The Foreign and Commonwealth Office (FCO) has launched the UK’s first specialist Diplomatic Academy to ensure its staff are able to meet the department’s needs.
Launched last night by foreign secretary Philip Hammond, the academy was originally the brainchild of Hammond’s predecessor William Hague.
Speaking at the launch, academy director Jon Davies – a former head of the FCO’s Middle East Office – said the central aim of the programme is to improve staff skills “at all grades at home or overseas”.
“At the heart of it was a realisation that we didn’t always have the level of knowledge and skills we need for the people in the Foreign Office to do their jobs as well as they should,” he said.

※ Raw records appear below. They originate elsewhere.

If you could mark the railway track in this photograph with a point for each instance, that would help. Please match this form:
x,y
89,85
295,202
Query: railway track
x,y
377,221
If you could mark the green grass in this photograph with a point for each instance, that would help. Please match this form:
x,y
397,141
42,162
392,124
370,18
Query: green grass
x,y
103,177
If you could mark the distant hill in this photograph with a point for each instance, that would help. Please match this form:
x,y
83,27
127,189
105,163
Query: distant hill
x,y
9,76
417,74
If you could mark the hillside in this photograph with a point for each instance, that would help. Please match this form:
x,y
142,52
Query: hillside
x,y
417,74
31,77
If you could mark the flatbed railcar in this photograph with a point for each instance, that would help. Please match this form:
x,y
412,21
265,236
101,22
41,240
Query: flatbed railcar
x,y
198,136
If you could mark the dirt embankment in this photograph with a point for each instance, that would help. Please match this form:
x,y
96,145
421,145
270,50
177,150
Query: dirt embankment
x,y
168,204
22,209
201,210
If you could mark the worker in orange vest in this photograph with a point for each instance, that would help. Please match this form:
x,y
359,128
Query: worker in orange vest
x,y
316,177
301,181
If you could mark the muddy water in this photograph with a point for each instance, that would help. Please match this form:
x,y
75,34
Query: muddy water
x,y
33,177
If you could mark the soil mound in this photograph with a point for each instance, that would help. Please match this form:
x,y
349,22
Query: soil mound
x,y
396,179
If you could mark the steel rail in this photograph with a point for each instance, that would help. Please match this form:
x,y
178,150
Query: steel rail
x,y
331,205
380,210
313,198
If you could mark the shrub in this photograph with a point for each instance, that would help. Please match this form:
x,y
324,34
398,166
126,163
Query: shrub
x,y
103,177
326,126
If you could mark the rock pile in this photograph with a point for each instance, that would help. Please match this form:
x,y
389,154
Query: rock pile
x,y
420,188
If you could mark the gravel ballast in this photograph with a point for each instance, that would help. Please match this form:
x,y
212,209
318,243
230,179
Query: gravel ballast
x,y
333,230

The academy comprises 11 faculties, which offer modules in international policy, economics, languages and law. Qualifications are divided into three levels: foundation, practitioner and expert.
The first foundation level modules, all of which will be available online, are expected to go live this April and are likely to be accredited by City & Guilds.
Last year, Defence Select Committee chair Rory Stewart criticised the FCO for prioritising management skills over local expertise in its overseas staff and called for “more emphasis on language, political reporting, and deep country knowledge”.
Asked by CSW whether the academy will address Stewart’s concerns, Davies said that while both the practitioner and expert levels aim to equip staff with the necessary practical and country-specific knowledge, the main aim of the academy is to improve learning and ensure it is consistent across the board.
“The academy is more about making sure the learning is really good, really well focused, so that when you do go out there, we’ve given them the foundation and the fundamentals so that they can go and really learn,” he said.
However, he added: “We will do what we can to make sure that the regional knowledge, and the country-specific knowledge that I know he [Rory Stewart] has talked about is something that is done here as well.”